C’è una vulgata tra i cosiddetti filosofi ed economisti antisistemici, con la quale civettano anche molti pensatori inseriti nei gangli istituzionali, nazionali e internazionali (vedi Tremonti ed altri),

secondo la quale la responsabilità di questa crisi deriverebbe dalla mancanza di etica della finanza che fa della speculazione esasperata l’unica ragione della sua esistenza, determinando il marcimento dei fondamenti dell’economia reale, quella che produce beni tangibili e ricchezza concreta.

Altri si spingono ancora più in là riprendendo vecchie e lacere teoresi secondo le quali saremmo giunti all’ultimo stadio del capitalismo, quello finanziaristico,  che preannuncerebbe l’implosione, per una insormontabile contraddizione interna, di questa formazione storico-sociale. Ma di attesa nella speranza della débâcle finanziaria finale, intrinseca alle dinamiche del capitalismo, si crepa. Sono trascorsi secoli e nonostante i vaticini apocalittici dei filosofastri e dei pensatori improvvisati, ertisi a santoni col predicozzo facile, continuiamo a morire salariati (molti, e con grandi differenze di reddito) o capitalisti (pochi), ognuno poi andrà ad incasellarsi dove la sua iattura o fortuna sociale richiede.

Siamo in presenza di una crisi ricorsiva, come tante ce ne sono state nel tempo remoto e recente, di una formazione globale che ci ostiniamo a chiamare capitalistica ma che è già  tutt’altra cosa rispetto a quella inglese del “de te fabula narratur” di marxiana memoria.  Ogni crisi, da quando questo modo di produzione si è storicamente affermato e sviluppato, inizia sul versante finanziario. Inutile e sciocco, allora, scatenarsi contro banchieri avidi e corsari di borsa, come altrettanto ineffettuale è lasciarsi andare ai discorsi etici e lamentosi o alle profezie da tregenda, sempre smentite dagli eventi successivi. Come scrive l’economista veneto Gianfranco La Grassa, “La finanza è indispensabile – soprattutto in epoche di grandi cambiamenti e trasformazioni – poiché nel capitalismo la gran parte di ciò che è prodotto è merce e si deve scambiare mediante denaro. Senza quest’ultimo non solo non ci sono scambi, ma nemmeno investimenti e innovazioni, e neppure avanzata ricerca scientifico-tecnica; soprattutto non c’è la potenza, termine entro cui ricomprendo tutta l’attività politica, nel senso più lato possibile, senza la quale non ci si sviluppa né ci si difende dalla crisi e dall’arretramento di posizioni di fronte ai competitori.

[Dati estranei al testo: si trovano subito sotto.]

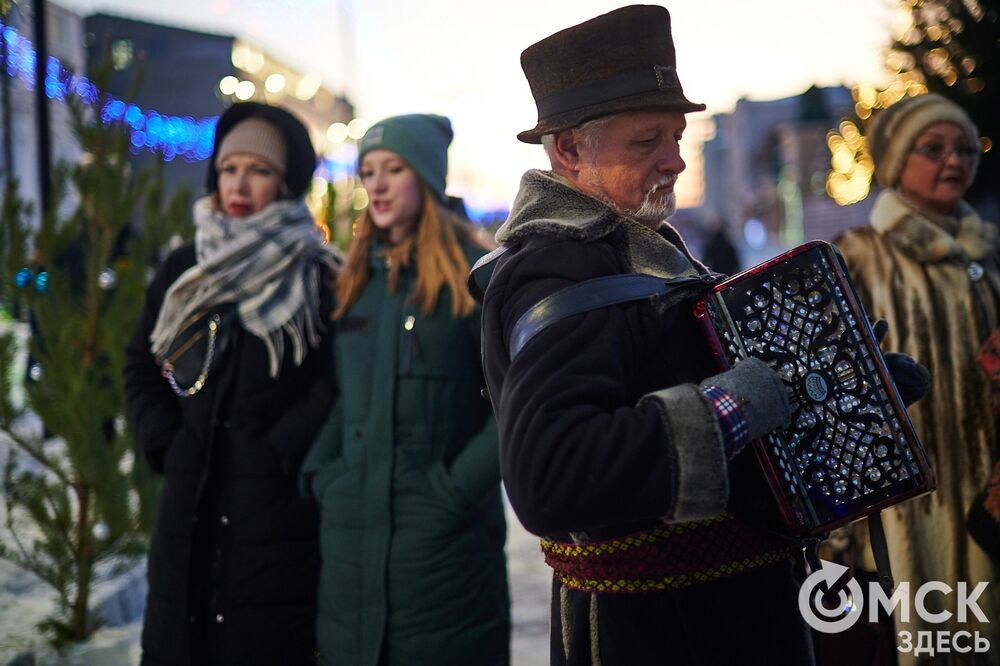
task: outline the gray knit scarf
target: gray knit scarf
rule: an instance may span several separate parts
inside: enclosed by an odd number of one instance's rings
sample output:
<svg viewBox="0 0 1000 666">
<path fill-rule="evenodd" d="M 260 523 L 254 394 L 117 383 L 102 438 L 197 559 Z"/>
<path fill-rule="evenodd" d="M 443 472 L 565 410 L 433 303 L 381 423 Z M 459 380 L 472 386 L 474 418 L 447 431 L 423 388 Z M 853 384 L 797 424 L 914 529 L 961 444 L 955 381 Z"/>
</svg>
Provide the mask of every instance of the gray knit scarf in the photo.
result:
<svg viewBox="0 0 1000 666">
<path fill-rule="evenodd" d="M 240 322 L 267 347 L 271 377 L 278 376 L 284 334 L 301 365 L 319 345 L 325 324 L 320 280 L 325 266 L 333 275 L 340 254 L 323 242 L 302 200 L 276 201 L 259 213 L 230 218 L 214 210 L 209 197 L 194 206 L 197 263 L 167 290 L 149 340 L 162 357 L 184 322 L 208 308 L 238 303 Z"/>
</svg>

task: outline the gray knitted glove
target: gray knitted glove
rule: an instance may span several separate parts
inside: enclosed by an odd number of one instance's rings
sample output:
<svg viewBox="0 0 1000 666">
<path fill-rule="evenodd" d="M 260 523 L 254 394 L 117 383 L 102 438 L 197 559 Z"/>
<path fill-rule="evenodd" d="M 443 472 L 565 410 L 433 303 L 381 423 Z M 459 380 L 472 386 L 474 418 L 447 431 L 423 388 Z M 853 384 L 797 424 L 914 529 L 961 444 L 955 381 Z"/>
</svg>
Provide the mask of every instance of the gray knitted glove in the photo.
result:
<svg viewBox="0 0 1000 666">
<path fill-rule="evenodd" d="M 784 382 L 767 363 L 757 358 L 738 361 L 731 369 L 709 377 L 702 386 L 718 386 L 741 405 L 749 439 L 783 428 L 792 418 Z"/>
</svg>

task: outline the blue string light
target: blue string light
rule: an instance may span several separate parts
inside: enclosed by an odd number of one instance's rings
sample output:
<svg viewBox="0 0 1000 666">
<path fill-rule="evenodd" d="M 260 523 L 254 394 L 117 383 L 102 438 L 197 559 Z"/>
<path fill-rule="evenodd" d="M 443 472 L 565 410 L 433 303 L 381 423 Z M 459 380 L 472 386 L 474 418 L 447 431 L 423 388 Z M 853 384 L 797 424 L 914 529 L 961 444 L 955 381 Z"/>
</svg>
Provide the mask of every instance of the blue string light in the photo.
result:
<svg viewBox="0 0 1000 666">
<path fill-rule="evenodd" d="M 7 42 L 7 62 L 4 63 L 7 75 L 20 79 L 28 90 L 34 90 L 37 56 L 31 41 L 3 23 L 0 23 L 0 34 Z M 133 153 L 143 150 L 159 152 L 167 162 L 176 157 L 199 162 L 212 154 L 218 116 L 195 119 L 143 111 L 135 104 L 126 104 L 110 94 L 102 94 L 87 77 L 74 74 L 53 56 L 45 62 L 45 95 L 60 102 L 65 102 L 70 96 L 76 97 L 95 107 L 105 125 L 125 123 L 129 128 Z"/>
</svg>

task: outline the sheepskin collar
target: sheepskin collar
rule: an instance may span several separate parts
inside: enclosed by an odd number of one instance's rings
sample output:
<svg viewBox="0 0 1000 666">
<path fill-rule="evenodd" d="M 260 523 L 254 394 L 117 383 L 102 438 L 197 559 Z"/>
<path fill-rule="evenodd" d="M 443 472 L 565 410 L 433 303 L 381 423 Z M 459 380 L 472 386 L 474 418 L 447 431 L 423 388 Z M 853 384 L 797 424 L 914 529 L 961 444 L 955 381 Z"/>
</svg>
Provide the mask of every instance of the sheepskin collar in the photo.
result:
<svg viewBox="0 0 1000 666">
<path fill-rule="evenodd" d="M 513 245 L 533 234 L 592 241 L 608 235 L 622 218 L 551 171 L 532 169 L 521 176 L 521 187 L 507 221 L 497 230 L 497 242 Z"/>
<path fill-rule="evenodd" d="M 997 229 L 985 224 L 971 206 L 959 204 L 952 235 L 933 214 L 918 210 L 896 190 L 883 190 L 875 200 L 871 226 L 915 260 L 925 263 L 980 260 L 997 250 Z M 955 226 L 953 223 L 951 226 Z"/>
<path fill-rule="evenodd" d="M 666 222 L 653 231 L 550 171 L 533 169 L 521 177 L 510 216 L 497 231 L 496 240 L 514 245 L 543 234 L 590 242 L 613 233 L 629 269 L 636 273 L 672 278 L 708 272 Z"/>
</svg>

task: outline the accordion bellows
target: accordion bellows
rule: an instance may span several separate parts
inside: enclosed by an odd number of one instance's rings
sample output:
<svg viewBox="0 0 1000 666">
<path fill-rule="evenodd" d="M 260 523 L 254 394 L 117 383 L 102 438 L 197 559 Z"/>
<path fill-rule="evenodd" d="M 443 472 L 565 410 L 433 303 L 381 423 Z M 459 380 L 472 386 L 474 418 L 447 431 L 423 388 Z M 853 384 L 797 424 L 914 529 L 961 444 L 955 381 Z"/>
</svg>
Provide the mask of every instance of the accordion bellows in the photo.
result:
<svg viewBox="0 0 1000 666">
<path fill-rule="evenodd" d="M 812 241 L 695 305 L 720 369 L 754 356 L 789 388 L 790 426 L 754 442 L 789 530 L 820 536 L 934 489 L 836 248 Z"/>
</svg>

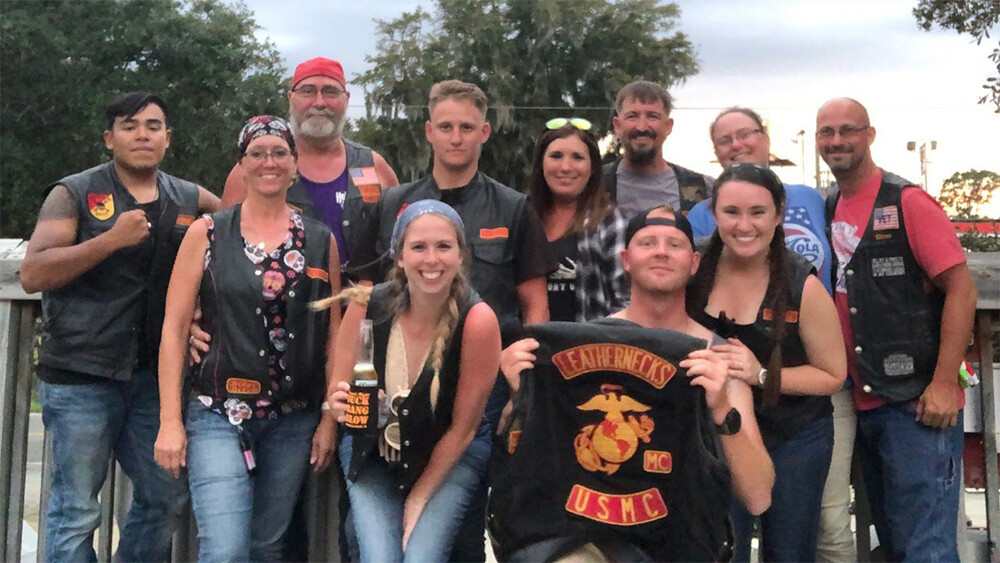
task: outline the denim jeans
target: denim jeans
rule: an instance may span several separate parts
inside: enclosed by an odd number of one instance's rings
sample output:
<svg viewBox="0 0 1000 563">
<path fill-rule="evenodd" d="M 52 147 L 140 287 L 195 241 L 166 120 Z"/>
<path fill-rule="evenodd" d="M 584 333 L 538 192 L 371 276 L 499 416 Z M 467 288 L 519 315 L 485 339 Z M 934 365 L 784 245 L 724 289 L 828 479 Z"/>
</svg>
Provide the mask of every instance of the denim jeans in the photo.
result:
<svg viewBox="0 0 1000 563">
<path fill-rule="evenodd" d="M 42 421 L 52 436 L 52 485 L 47 508 L 46 561 L 95 561 L 97 494 L 112 459 L 132 480 L 132 507 L 121 528 L 117 559 L 165 561 L 187 502 L 183 478 L 153 459 L 160 429 L 160 395 L 149 369 L 130 381 L 82 385 L 38 382 Z"/>
<path fill-rule="evenodd" d="M 760 560 L 815 561 L 823 485 L 833 453 L 833 416 L 813 420 L 768 453 L 774 463 L 774 488 L 771 507 L 760 515 Z M 733 561 L 749 561 L 754 518 L 736 502 L 730 515 Z"/>
<path fill-rule="evenodd" d="M 187 464 L 198 521 L 198 560 L 280 561 L 281 541 L 309 469 L 317 410 L 242 423 L 257 468 L 247 471 L 229 419 L 188 404 Z"/>
<path fill-rule="evenodd" d="M 842 389 L 830 399 L 833 401 L 833 457 L 823 487 L 816 561 L 850 563 L 858 559 L 851 532 L 851 459 L 858 421 L 850 389 Z"/>
<path fill-rule="evenodd" d="M 924 426 L 912 402 L 858 412 L 858 453 L 886 561 L 958 561 L 962 423 L 960 411 L 951 428 Z"/>
<path fill-rule="evenodd" d="M 362 563 L 447 561 L 472 494 L 486 476 L 492 443 L 489 429 L 483 425 L 427 501 L 410 533 L 405 554 L 403 505 L 406 495 L 396 486 L 395 469 L 377 453 L 372 454 L 361 468 L 357 481 L 347 480 Z M 344 435 L 338 454 L 345 471 L 351 466 L 352 446 L 352 437 Z"/>
</svg>

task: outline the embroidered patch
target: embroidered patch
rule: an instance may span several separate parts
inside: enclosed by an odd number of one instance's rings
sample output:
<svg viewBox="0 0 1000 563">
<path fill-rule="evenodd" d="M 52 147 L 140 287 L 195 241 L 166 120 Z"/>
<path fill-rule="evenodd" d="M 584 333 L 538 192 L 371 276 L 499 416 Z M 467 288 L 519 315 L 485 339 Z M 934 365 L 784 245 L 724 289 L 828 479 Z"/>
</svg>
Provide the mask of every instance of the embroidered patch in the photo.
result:
<svg viewBox="0 0 1000 563">
<path fill-rule="evenodd" d="M 563 379 L 594 371 L 618 371 L 634 375 L 657 389 L 677 373 L 677 367 L 642 348 L 625 344 L 584 344 L 553 354 L 552 363 Z"/>
<path fill-rule="evenodd" d="M 87 209 L 100 221 L 107 221 L 115 214 L 115 199 L 111 194 L 87 194 Z"/>
<path fill-rule="evenodd" d="M 330 272 L 322 268 L 306 268 L 306 277 L 328 282 L 330 281 Z"/>
<path fill-rule="evenodd" d="M 642 454 L 642 468 L 648 473 L 671 473 L 674 470 L 674 458 L 670 452 L 646 450 Z"/>
<path fill-rule="evenodd" d="M 181 227 L 188 227 L 194 223 L 194 215 L 178 215 L 177 224 Z"/>
<path fill-rule="evenodd" d="M 872 277 L 890 278 L 906 275 L 906 264 L 902 256 L 885 256 L 872 258 Z"/>
<path fill-rule="evenodd" d="M 774 311 L 770 307 L 764 307 L 764 310 L 760 312 L 760 317 L 765 321 L 774 320 Z M 799 322 L 799 312 L 798 311 L 785 311 L 785 322 L 786 323 L 797 323 Z"/>
<path fill-rule="evenodd" d="M 890 233 L 875 233 L 875 240 L 889 240 L 892 238 Z"/>
<path fill-rule="evenodd" d="M 287 205 L 289 209 L 291 209 L 292 211 L 294 211 L 296 213 L 302 213 L 302 208 L 299 207 L 298 205 L 292 205 L 291 203 L 288 203 L 287 201 L 285 202 L 285 205 Z"/>
<path fill-rule="evenodd" d="M 226 380 L 226 392 L 233 395 L 257 395 L 260 393 L 260 382 L 252 379 L 230 377 Z"/>
<path fill-rule="evenodd" d="M 361 192 L 361 201 L 365 203 L 377 203 L 382 197 L 382 186 L 377 184 L 358 186 L 358 191 Z"/>
<path fill-rule="evenodd" d="M 882 369 L 891 377 L 915 373 L 913 356 L 909 354 L 889 354 L 882 360 Z"/>
<path fill-rule="evenodd" d="M 566 499 L 566 511 L 602 524 L 635 526 L 666 517 L 667 505 L 656 488 L 612 495 L 573 485 Z"/>
<path fill-rule="evenodd" d="M 374 166 L 365 166 L 363 168 L 351 168 L 351 181 L 354 182 L 355 186 L 382 186 L 382 182 L 378 179 L 378 173 L 375 172 Z"/>
<path fill-rule="evenodd" d="M 510 232 L 507 227 L 493 227 L 492 229 L 479 229 L 479 238 L 489 240 L 494 238 L 508 238 Z"/>
<path fill-rule="evenodd" d="M 398 219 L 399 216 L 402 215 L 403 212 L 406 211 L 406 208 L 409 207 L 409 206 L 410 206 L 409 203 L 404 203 L 403 205 L 400 205 L 399 206 L 399 211 L 396 212 L 396 218 Z"/>
<path fill-rule="evenodd" d="M 601 393 L 576 407 L 582 411 L 603 411 L 604 420 L 584 426 L 573 440 L 576 461 L 587 471 L 608 475 L 618 471 L 639 448 L 639 441 L 649 443 L 653 419 L 636 413 L 650 409 L 628 395 L 620 385 L 601 385 Z M 629 413 L 626 418 L 625 413 Z"/>
<path fill-rule="evenodd" d="M 895 205 L 887 205 L 875 209 L 873 217 L 876 231 L 888 231 L 899 228 L 899 208 Z"/>
<path fill-rule="evenodd" d="M 509 454 L 514 453 L 514 451 L 517 450 L 517 444 L 520 441 L 521 441 L 521 431 L 511 430 L 510 433 L 507 434 L 507 453 Z"/>
</svg>

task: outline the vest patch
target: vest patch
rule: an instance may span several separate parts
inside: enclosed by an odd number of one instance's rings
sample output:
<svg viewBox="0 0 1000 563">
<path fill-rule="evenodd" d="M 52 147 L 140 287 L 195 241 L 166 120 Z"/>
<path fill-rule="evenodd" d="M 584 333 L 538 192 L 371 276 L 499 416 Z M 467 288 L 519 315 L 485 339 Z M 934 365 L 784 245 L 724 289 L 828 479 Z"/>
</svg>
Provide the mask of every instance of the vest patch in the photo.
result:
<svg viewBox="0 0 1000 563">
<path fill-rule="evenodd" d="M 760 312 L 760 317 L 765 321 L 774 320 L 774 310 L 770 307 L 764 307 L 764 310 Z M 798 311 L 785 311 L 785 322 L 786 323 L 797 323 L 799 322 L 799 312 Z"/>
<path fill-rule="evenodd" d="M 602 471 L 608 475 L 618 471 L 639 448 L 639 441 L 649 443 L 653 419 L 642 414 L 650 409 L 632 397 L 621 393 L 620 385 L 601 385 L 601 394 L 576 407 L 582 411 L 603 411 L 604 420 L 584 426 L 573 440 L 576 461 L 587 471 Z M 627 417 L 624 413 L 629 414 Z"/>
<path fill-rule="evenodd" d="M 111 194 L 87 194 L 87 209 L 100 221 L 107 221 L 115 214 L 115 198 Z"/>
<path fill-rule="evenodd" d="M 382 197 L 382 182 L 379 181 L 374 166 L 351 168 L 351 181 L 361 193 L 361 201 L 375 203 Z"/>
<path fill-rule="evenodd" d="M 178 215 L 177 224 L 181 227 L 190 227 L 194 223 L 194 215 Z"/>
<path fill-rule="evenodd" d="M 507 434 L 507 453 L 512 454 L 517 450 L 517 443 L 521 440 L 520 430 L 511 430 Z"/>
<path fill-rule="evenodd" d="M 888 231 L 899 228 L 899 208 L 895 205 L 878 207 L 872 215 L 876 231 Z"/>
<path fill-rule="evenodd" d="M 674 470 L 674 458 L 670 452 L 646 450 L 642 454 L 642 468 L 649 473 L 671 473 Z"/>
<path fill-rule="evenodd" d="M 872 277 L 889 278 L 893 276 L 905 276 L 906 264 L 902 256 L 885 256 L 882 258 L 872 258 Z"/>
<path fill-rule="evenodd" d="M 888 376 L 910 375 L 914 373 L 913 356 L 909 354 L 889 354 L 882 360 L 882 369 Z"/>
<path fill-rule="evenodd" d="M 566 499 L 566 510 L 614 526 L 645 524 L 667 515 L 667 505 L 655 487 L 629 495 L 612 495 L 573 485 Z"/>
<path fill-rule="evenodd" d="M 325 282 L 330 281 L 330 272 L 322 268 L 306 268 L 306 277 L 312 278 L 314 280 L 323 280 Z"/>
<path fill-rule="evenodd" d="M 489 240 L 494 238 L 508 238 L 510 231 L 507 227 L 493 227 L 492 229 L 479 229 L 479 238 Z"/>
<path fill-rule="evenodd" d="M 257 395 L 260 393 L 260 382 L 253 379 L 230 377 L 226 380 L 226 392 L 233 395 Z"/>
<path fill-rule="evenodd" d="M 563 379 L 610 370 L 638 377 L 657 389 L 663 389 L 677 373 L 677 367 L 667 360 L 626 344 L 575 346 L 553 354 L 552 363 Z"/>
</svg>

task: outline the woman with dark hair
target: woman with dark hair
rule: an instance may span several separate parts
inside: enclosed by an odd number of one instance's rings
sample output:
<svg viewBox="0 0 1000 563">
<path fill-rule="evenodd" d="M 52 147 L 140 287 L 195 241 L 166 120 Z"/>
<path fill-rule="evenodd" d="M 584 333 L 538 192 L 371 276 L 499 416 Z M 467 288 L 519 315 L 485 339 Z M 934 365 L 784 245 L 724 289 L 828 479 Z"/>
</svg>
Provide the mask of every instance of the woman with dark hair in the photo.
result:
<svg viewBox="0 0 1000 563">
<path fill-rule="evenodd" d="M 389 413 L 338 453 L 361 561 L 445 561 L 492 440 L 483 410 L 496 377 L 500 328 L 469 286 L 462 219 L 425 199 L 396 220 L 388 281 L 316 304 L 352 302 L 337 335 L 333 412 L 346 421 L 359 328 L 372 325 L 373 366 Z M 334 307 L 336 308 L 336 307 Z"/>
<path fill-rule="evenodd" d="M 773 172 L 726 168 L 712 205 L 718 227 L 688 294 L 689 314 L 728 339 L 712 349 L 753 390 L 775 470 L 771 506 L 760 516 L 761 560 L 813 561 L 833 448 L 829 395 L 847 374 L 837 312 L 812 266 L 785 248 L 785 190 Z M 734 561 L 748 561 L 753 518 L 735 504 L 731 513 Z"/>
<path fill-rule="evenodd" d="M 601 186 L 601 152 L 581 118 L 555 118 L 535 147 L 528 199 L 542 219 L 559 269 L 549 274 L 549 318 L 589 321 L 628 303 L 618 256 L 625 219 Z"/>
<path fill-rule="evenodd" d="M 309 465 L 322 471 L 333 453 L 334 420 L 320 405 L 340 315 L 309 303 L 340 289 L 340 261 L 330 230 L 285 204 L 296 170 L 288 123 L 253 117 L 238 146 L 246 200 L 191 225 L 170 278 L 155 457 L 174 477 L 188 468 L 199 561 L 278 561 Z M 213 338 L 185 421 L 197 300 Z"/>
</svg>

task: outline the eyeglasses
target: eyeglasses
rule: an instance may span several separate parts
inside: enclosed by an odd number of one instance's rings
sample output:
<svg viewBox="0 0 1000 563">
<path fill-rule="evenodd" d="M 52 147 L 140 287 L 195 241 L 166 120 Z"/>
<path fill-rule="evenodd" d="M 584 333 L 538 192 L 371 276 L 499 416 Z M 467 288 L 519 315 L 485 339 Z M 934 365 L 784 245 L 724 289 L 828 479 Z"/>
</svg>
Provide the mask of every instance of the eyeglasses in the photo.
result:
<svg viewBox="0 0 1000 563">
<path fill-rule="evenodd" d="M 558 129 L 565 126 L 567 123 L 576 127 L 580 131 L 590 131 L 590 128 L 593 127 L 589 121 L 582 117 L 553 117 L 545 122 L 545 128 Z"/>
<path fill-rule="evenodd" d="M 287 159 L 288 157 L 292 156 L 292 151 L 288 149 L 274 149 L 271 152 L 252 150 L 247 152 L 245 156 L 250 158 L 250 160 L 254 160 L 256 162 L 264 162 L 265 160 L 267 160 L 267 157 L 273 158 L 275 162 L 281 162 Z"/>
<path fill-rule="evenodd" d="M 834 129 L 833 127 L 821 127 L 818 131 L 816 131 L 816 138 L 832 139 L 833 136 L 838 133 L 841 137 L 851 137 L 863 131 L 867 131 L 870 127 L 871 125 L 859 125 L 857 127 L 854 125 L 841 125 L 840 129 Z"/>
<path fill-rule="evenodd" d="M 345 91 L 346 90 L 337 88 L 336 86 L 324 86 L 322 89 L 318 89 L 310 84 L 292 89 L 292 92 L 302 96 L 303 98 L 315 98 L 316 94 L 322 94 L 327 100 L 335 100 L 343 96 Z"/>
<path fill-rule="evenodd" d="M 726 135 L 725 137 L 719 137 L 715 140 L 715 146 L 717 147 L 728 147 L 733 144 L 733 141 L 743 142 L 750 138 L 750 135 L 755 133 L 763 133 L 760 129 L 740 129 L 739 131 L 733 133 L 732 135 Z"/>
</svg>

Quando però c’è necessità di un dato mezzo, chi lo possiede ne approfitterà, in specie quando i bisogni d’esso aumentano (appunto nelle epoche di trasformazione); e approfittarne significa credere ad un certo punto di poter fare denaro tramite denaro, inventare trucchi, imbrogli, creare le famose “bolle speculative”, ecc. La “distorsione” del sistema è intrinseca al funzionamento specifico d’esso. Il settore che manovra denaro tende ad autonomizzarsi rispetto al resto, ha le sue imprese, ecc; quindi chi dirige queste ultime agisce come se tutto il mondo fosse solo quello della finanza.”

Ma tutto il mondo, appunto, non è solo quello della finanza che anzi la Politica scuote e ridimensiona quando esso si scoordina dagli interessi strategici e conflittuali degli Stati (almeno se quest’ultimi si dimostrano indipendenti e guidati da agenti strategici autonomi e lungimiranti… il contrario di quel che avviene da noi insomma). Attualmente, infatti, ci sono potenze economiche e militari che si servono degli strumenti finanziari per portare al collasso le formazioni sociali (paesi) meno attrezzate e più deboli, celando il pugno di ferro della minaccia politica o militare dentro il guanto di velluto delle leggi di mercato. Pertanto, affermiamo con sicurezza e senza tema di smentita che nessuna Fine della Storia è all’orizzonte; in verità c’è chi la sa raccontare bene la grande narrazione catastrofistica per gabbare e comandare sugli altri e c’è, al contrario, chi si fa irretire per paura di agire e di criticare o addirittura per tirarci a campare.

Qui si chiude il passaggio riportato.